From 2f5e5eae9a408c62bc07b3f9b15cd5cc30620087 Mon Sep 17 00:00:00 2001
From: zhink <771809832@qq.com>
Date: Thu, 14 Nov 2024 14:25:16 +0800
Subject: [PATCH] use fp8 cuda core gemm kernel when M<=4

---
 .../fp8_fp8_half_cuda_core_gemm.cu            | 191 ++++++++++++++++++
 .../fp8_fp8_half_cuda_core_gemm.h             |  37 ++++
 .../fp8_fp8_half_gemm.cu                      |  70 +++++--
 csrc/setup_cuda.py                            |   1 +
 llm/docs/predict/best_practices.md            |   4 +
 5 files changed, 283 insertions(+), 20 deletions(-)

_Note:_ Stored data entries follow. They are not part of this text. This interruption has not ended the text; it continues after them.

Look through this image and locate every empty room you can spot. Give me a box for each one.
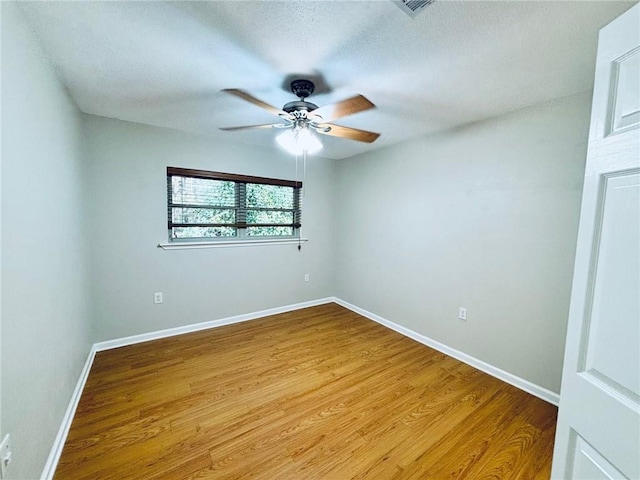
[1,1,638,479]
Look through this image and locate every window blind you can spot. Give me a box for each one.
[167,167,302,240]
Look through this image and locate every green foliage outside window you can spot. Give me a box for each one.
[167,168,301,241]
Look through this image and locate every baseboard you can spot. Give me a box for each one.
[332,297,560,406]
[41,346,97,480]
[43,295,558,478]
[94,297,334,352]
[41,296,333,479]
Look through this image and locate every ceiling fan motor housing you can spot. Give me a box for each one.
[283,100,319,114]
[283,79,319,115]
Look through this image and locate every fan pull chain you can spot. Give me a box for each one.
[303,149,307,198]
[296,153,302,252]
[297,150,308,251]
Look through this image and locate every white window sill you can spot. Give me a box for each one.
[157,238,308,250]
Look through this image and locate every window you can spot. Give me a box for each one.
[167,167,302,241]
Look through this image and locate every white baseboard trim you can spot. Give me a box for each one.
[41,296,333,479]
[43,295,558,478]
[41,346,97,480]
[94,297,334,352]
[332,297,560,406]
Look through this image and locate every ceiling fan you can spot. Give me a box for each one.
[219,79,380,154]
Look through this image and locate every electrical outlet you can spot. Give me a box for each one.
[304,274,310,282]
[458,307,467,321]
[0,434,12,479]
[153,292,163,304]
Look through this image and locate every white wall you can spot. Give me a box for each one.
[0,0,4,443]
[82,115,335,342]
[1,3,91,478]
[335,92,591,393]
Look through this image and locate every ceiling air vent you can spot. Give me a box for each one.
[393,0,436,18]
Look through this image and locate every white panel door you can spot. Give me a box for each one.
[551,3,640,479]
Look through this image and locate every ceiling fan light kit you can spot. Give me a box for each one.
[220,79,380,155]
[276,128,323,155]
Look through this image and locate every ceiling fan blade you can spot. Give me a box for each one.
[316,124,380,143]
[308,95,375,123]
[219,123,283,131]
[221,89,289,117]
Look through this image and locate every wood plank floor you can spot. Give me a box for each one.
[55,303,557,479]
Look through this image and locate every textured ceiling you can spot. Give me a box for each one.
[16,1,635,159]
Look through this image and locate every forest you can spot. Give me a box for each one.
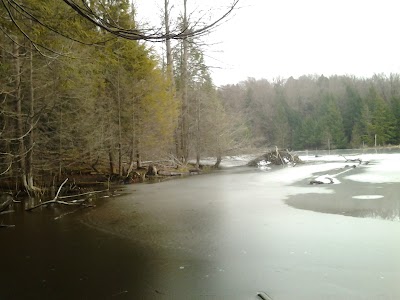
[0,0,244,193]
[219,74,400,151]
[1,0,399,194]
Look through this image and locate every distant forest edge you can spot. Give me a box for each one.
[1,0,399,193]
[219,74,400,151]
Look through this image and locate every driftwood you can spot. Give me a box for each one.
[0,197,12,213]
[257,291,273,300]
[169,155,184,166]
[158,170,188,176]
[0,197,15,229]
[58,189,108,199]
[310,178,334,185]
[0,223,15,228]
[189,168,201,174]
[340,155,362,164]
[248,148,302,167]
[26,179,97,211]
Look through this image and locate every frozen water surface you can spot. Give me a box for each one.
[2,152,399,299]
[79,152,400,299]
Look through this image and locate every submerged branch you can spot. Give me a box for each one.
[26,178,68,211]
[58,189,108,199]
[0,223,15,228]
[0,210,14,215]
[25,178,106,211]
[0,198,12,212]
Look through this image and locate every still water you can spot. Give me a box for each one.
[1,155,400,299]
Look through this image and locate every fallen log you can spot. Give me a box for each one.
[340,155,362,164]
[26,178,68,211]
[26,199,86,211]
[310,178,334,185]
[158,170,188,176]
[0,210,14,216]
[26,178,106,211]
[58,189,108,199]
[0,224,15,229]
[0,197,12,213]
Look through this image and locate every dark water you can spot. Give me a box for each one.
[0,197,160,299]
[1,162,400,300]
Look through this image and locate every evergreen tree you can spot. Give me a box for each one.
[370,96,396,145]
[342,84,363,143]
[319,94,347,149]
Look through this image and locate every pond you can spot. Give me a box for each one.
[1,152,400,299]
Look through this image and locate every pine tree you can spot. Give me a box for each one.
[320,94,347,149]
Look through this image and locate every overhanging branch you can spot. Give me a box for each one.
[3,0,240,43]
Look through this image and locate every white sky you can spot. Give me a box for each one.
[135,0,400,86]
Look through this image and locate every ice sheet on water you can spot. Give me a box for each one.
[344,153,400,183]
[299,153,400,183]
[352,195,384,200]
[299,154,350,162]
[265,162,348,185]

 create mode 100644 csrc/gpu/fp8_gemm_with_cutlass/fp8_fp8_half_cuda_core_gemm.cu
 create mode 100644 csrc/gpu/fp8_gemm_with_cutlass/fp8_fp8_half_cuda_core_gemm.h
diff --git a/csrc/gpu/fp8_gemm_with_cutlass/fp8_fp8_half_cuda_core_gemm.cu b/csrc/gpu/fp8_gemm_with_cutlass/fp8_fp8_half_cuda_core_gemm.cu
new file mode 100644
index 000000000000..06295cd62207
--- /dev/null
+++ b/csrc/gpu/fp8_gemm_with_cutlass/fp8_fp8_half_cuda_core_gemm.cu
@@ -0,0 +1,191 @@
+// Copyright (c) 2024 PaddlePaddle Authors. All Rights Reserved.
+//
+// Licensed under the Apache License, Version 2.0 (the "License");
+// you may not use this file except in compliance with the License.

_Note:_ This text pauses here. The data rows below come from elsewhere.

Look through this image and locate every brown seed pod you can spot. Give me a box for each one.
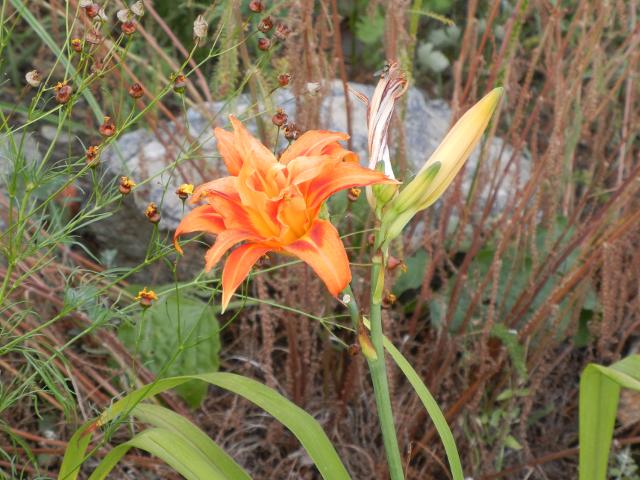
[257,37,271,51]
[54,82,73,104]
[258,16,273,33]
[85,145,100,167]
[271,108,288,127]
[277,73,291,87]
[99,116,116,137]
[173,74,187,94]
[128,82,144,99]
[84,3,100,18]
[249,0,264,13]
[119,176,136,195]
[121,21,137,35]
[283,122,300,141]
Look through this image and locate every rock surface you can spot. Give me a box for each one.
[95,80,529,264]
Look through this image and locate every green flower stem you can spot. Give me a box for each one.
[368,259,404,480]
[342,267,404,479]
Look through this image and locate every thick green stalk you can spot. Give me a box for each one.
[367,259,404,479]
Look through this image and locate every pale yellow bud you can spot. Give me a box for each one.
[414,87,503,210]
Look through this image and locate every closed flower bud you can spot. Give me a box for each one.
[274,23,290,41]
[119,176,136,195]
[99,116,116,137]
[70,38,83,52]
[145,202,161,224]
[386,255,403,271]
[173,74,187,94]
[271,108,287,127]
[248,0,263,13]
[258,16,273,33]
[128,82,144,99]
[121,21,137,35]
[130,1,144,17]
[257,37,271,51]
[85,145,100,167]
[25,70,42,88]
[193,14,208,40]
[277,73,291,86]
[54,82,73,104]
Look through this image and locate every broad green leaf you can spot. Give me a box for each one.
[89,427,226,480]
[132,403,251,480]
[392,249,428,297]
[579,355,640,480]
[66,372,351,480]
[119,291,221,407]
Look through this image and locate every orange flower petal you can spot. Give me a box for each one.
[279,130,350,164]
[228,116,277,173]
[305,162,393,212]
[174,205,225,254]
[283,219,351,296]
[190,176,238,204]
[286,155,331,186]
[220,243,271,312]
[204,229,256,271]
[214,128,243,175]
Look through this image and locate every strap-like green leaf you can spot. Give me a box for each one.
[89,427,226,480]
[58,420,95,480]
[579,355,640,480]
[132,403,251,480]
[383,337,464,480]
[64,372,351,480]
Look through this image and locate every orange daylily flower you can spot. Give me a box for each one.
[175,116,393,312]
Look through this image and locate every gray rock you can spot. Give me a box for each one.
[96,80,529,263]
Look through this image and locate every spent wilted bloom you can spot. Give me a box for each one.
[99,116,116,137]
[70,38,83,52]
[86,145,100,167]
[128,82,144,99]
[85,29,103,45]
[380,87,503,244]
[97,8,108,22]
[257,37,271,51]
[25,70,42,88]
[119,176,136,195]
[176,183,194,201]
[193,14,208,40]
[271,108,287,127]
[117,8,132,23]
[306,82,320,95]
[274,23,291,41]
[54,82,73,104]
[283,122,300,141]
[248,0,263,13]
[135,287,157,308]
[277,73,291,87]
[145,202,160,224]
[382,292,397,309]
[130,1,144,17]
[174,116,392,311]
[351,62,407,211]
[258,16,273,33]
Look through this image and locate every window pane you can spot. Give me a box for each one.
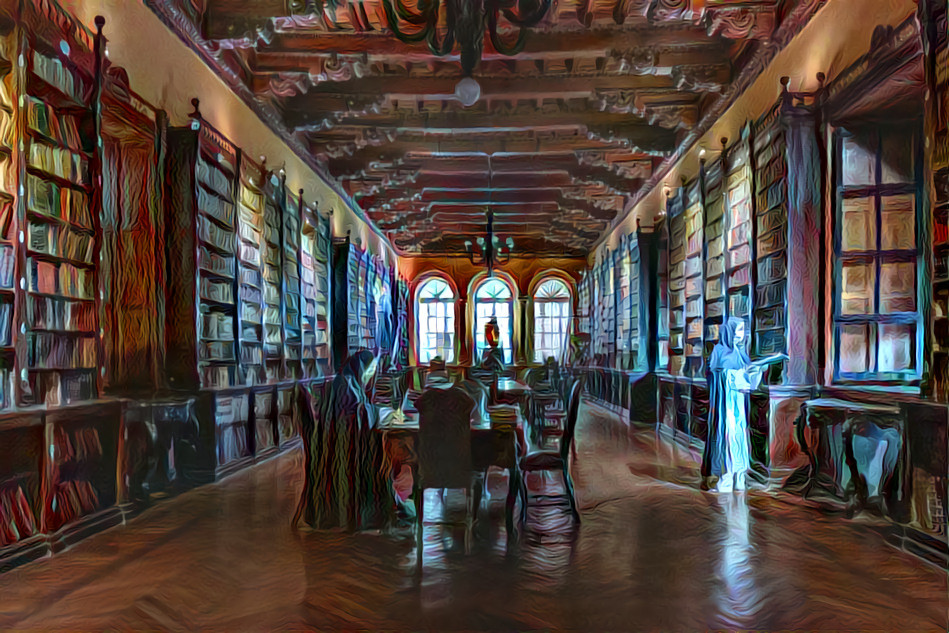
[880,132,914,184]
[841,197,875,251]
[880,194,916,250]
[880,261,915,313]
[842,134,877,186]
[841,263,875,315]
[839,324,870,374]
[878,323,913,372]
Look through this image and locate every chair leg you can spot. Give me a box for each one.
[464,487,472,555]
[562,467,580,523]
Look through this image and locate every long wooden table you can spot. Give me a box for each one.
[376,407,524,532]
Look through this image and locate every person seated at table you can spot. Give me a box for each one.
[294,350,412,531]
[479,317,506,374]
[426,355,450,385]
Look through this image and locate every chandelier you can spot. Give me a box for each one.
[465,209,513,275]
[382,0,552,78]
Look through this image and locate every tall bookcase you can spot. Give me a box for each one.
[164,101,241,392]
[752,115,790,359]
[300,200,331,377]
[261,171,283,382]
[15,3,104,407]
[683,181,704,378]
[393,274,410,367]
[725,126,755,326]
[704,156,726,358]
[237,157,266,386]
[282,189,302,380]
[667,192,686,377]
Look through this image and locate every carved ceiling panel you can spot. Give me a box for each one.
[145,0,800,255]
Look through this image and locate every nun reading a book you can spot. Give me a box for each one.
[703,317,767,493]
[294,350,411,531]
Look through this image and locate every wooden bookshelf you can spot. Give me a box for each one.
[393,274,409,367]
[616,236,632,369]
[313,207,331,374]
[282,189,302,380]
[667,192,686,377]
[237,157,265,386]
[164,100,241,392]
[576,269,591,338]
[752,117,789,358]
[683,180,704,378]
[300,202,318,377]
[14,3,104,407]
[725,125,754,326]
[261,172,283,382]
[332,235,373,369]
[704,156,726,358]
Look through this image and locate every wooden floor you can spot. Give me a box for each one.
[0,401,945,632]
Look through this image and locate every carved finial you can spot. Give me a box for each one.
[721,137,728,151]
[95,15,105,30]
[189,98,200,119]
[780,76,790,92]
[816,72,826,86]
[298,188,304,196]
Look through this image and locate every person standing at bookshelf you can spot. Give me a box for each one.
[703,318,762,493]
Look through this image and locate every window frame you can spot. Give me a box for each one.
[831,122,924,384]
[472,276,515,365]
[532,277,572,364]
[414,276,457,364]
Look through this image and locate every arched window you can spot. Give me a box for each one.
[473,277,513,364]
[415,277,456,364]
[533,278,572,363]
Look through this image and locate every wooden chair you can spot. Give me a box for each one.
[414,387,480,562]
[518,379,583,524]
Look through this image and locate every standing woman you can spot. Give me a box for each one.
[294,350,395,530]
[703,318,762,493]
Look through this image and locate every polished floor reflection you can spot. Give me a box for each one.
[0,401,944,631]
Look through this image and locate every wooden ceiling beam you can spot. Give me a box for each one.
[321,139,666,177]
[250,25,726,58]
[281,74,681,120]
[301,109,692,132]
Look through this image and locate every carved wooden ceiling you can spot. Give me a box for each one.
[147,0,820,256]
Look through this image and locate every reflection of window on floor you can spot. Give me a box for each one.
[474,277,513,364]
[416,277,455,364]
[533,278,571,363]
[834,124,920,381]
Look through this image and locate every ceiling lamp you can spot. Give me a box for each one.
[465,209,513,275]
[382,0,552,77]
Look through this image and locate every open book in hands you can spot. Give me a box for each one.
[748,353,789,370]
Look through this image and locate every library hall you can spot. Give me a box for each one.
[0,0,945,631]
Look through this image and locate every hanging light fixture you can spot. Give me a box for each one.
[383,0,551,106]
[465,209,513,275]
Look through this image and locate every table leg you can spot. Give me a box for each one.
[842,419,868,516]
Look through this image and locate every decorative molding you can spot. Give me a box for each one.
[704,4,777,41]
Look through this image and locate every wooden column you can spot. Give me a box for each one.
[766,80,825,484]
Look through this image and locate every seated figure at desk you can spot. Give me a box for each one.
[479,317,506,374]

+// You may obtain a copy of the License at
+//
+//     http://www.apache.org/licenses/LICENSE-2.0
+//
+// Unless required by applicable law or agreed to in writing, software
+// distributed under the License is distributed on an "AS IS" BASIS,
+// WITHOUT WARRANTIES OR CONDITIONS OF ANY KIND, either express or implied.
+// See the License for the specific language governing permissions and
+// limitations under the License.
+
+#include "fp8_fp8_half_cuda_core_gemm.h"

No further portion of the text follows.